Streaming, tool calling, structured outputs

Core

OpenRouter

Unified API for 200+ models

Data

Prisma

Type-safe database ORM

Data

pgvector

Vector embeddings for semantic memory

Infrastructure

QStash

Durable background job execution

Tools

Playwright MCP

Browser automation for web agents

Tools

Firecrawl

Deep web extraction

Frontend

Next.js 15

React framework with App Router

How the Code Works

KingLeemer is built on a modular architecture that separates concerns cleanly:

V1 Core Components

  • ParallelAgentExecutor - Runs multiple agents concurrently with Promise.allSettled()
  • ConsensusEngine - Extracts claims, clusters by embedding similarity, judges conflicts
  • SynthesisEngine - Streams the final merged answer to the user
  • BudgetController - Enforces cost and time limits

V2 Core Components

  • PlannerAgent - Analyzes queries, creates structured plans, spawns specialists
  • RunStateManager - Persists state to Prisma, enables resumability
  • AgentSpawner - Dynamic agent creation with depth and budget limits
  • ToolLoop - observe → think → act → repeat cycle
  • DebateEngine - Multi-round argumentation for conflict resolution
  • ReflectionLoop - Critic → Refiner → Verifier self-improvement
  • TreeSearch (LATS) - Multi-path exploration with UCT selection

Data Models

  • KingLeemerRun - Durable run container with plan, budget, working memory
  • KingLeemerEvent - Append-only event log for auditability
Code Walkthrough

Main Orchestrator

The KingLeemerOrchestrator class manages the entire run lifecycle, from planning to synthesis.

typescript
export class KingLeemerOrchestrator {
  private config: OrchestratorConfig;
  private runState: RunStateManager | null = null;
  private planner: PlannerAgent | null = null;
  private spawner: AgentSpawner | null = null;

  async execute(runId: string): Promise<KingLeemerRunV2> {
    // Phase 1: Create initial plan
    const plan = await this.planner.createPlan(query);
    
    // Phase 2: Execute plan with tool loops
    const results = await this.executePlan(plan);
    
    // Phase 3: Reflect and update if needed
    await this.reflectAndUpdate(plan, results);
    
    // Phase 4: Build consensus and synthesize
    const finalAnswer = await this.synthesize(results);
    
    return finalState;
  }
}

What This Is Really About

KingLeemer is not about winning benchmarks. It is not about chasing the next model release.

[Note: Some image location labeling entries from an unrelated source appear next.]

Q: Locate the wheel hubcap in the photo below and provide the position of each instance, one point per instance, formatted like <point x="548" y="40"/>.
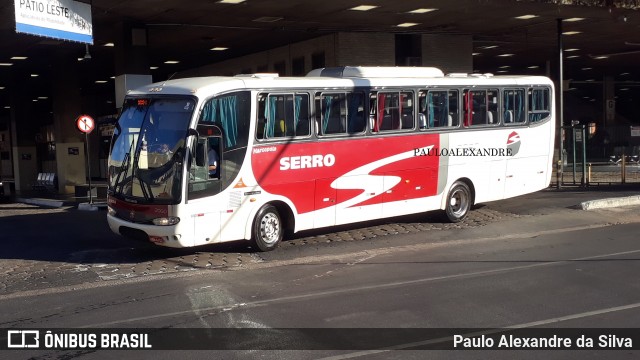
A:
<point x="270" y="228"/>
<point x="458" y="203"/>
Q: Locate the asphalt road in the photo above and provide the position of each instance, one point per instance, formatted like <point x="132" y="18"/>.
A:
<point x="529" y="263"/>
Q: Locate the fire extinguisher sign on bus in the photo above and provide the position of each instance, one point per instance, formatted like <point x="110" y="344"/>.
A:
<point x="85" y="123"/>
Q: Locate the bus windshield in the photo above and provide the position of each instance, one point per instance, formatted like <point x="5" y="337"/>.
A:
<point x="148" y="149"/>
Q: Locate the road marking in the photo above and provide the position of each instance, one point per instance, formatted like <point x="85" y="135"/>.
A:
<point x="308" y="260"/>
<point x="488" y="332"/>
<point x="213" y="310"/>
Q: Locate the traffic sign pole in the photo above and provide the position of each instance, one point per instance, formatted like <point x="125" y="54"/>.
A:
<point x="86" y="138"/>
<point x="85" y="124"/>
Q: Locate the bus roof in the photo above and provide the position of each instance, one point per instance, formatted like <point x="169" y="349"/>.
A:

It is about building AI systems that:

  • Know when to be confident
  • Know when to hesitate
  • Know when to verify
  • Know when to stop

V1 taught us how to think together. V2 teaches us how to act responsibly.

Both are necessary.

Looking Forward

If there is one belief behind KingLeemer, it is this:

The future of AI is not a single super-intelligence. It is systems that coordinate intelligence well.

KingLeemer is our attempt to build that future carefully, one layer at a time.

Founder Note

KingLeemer began as an attempt to answer one question honestly: What does it actually mean for an AI system to understand something well enough to be trusted? The answer, it turns out, is not bigger models. It is better coordination. It is structured disagreement. It is knowing when to stop.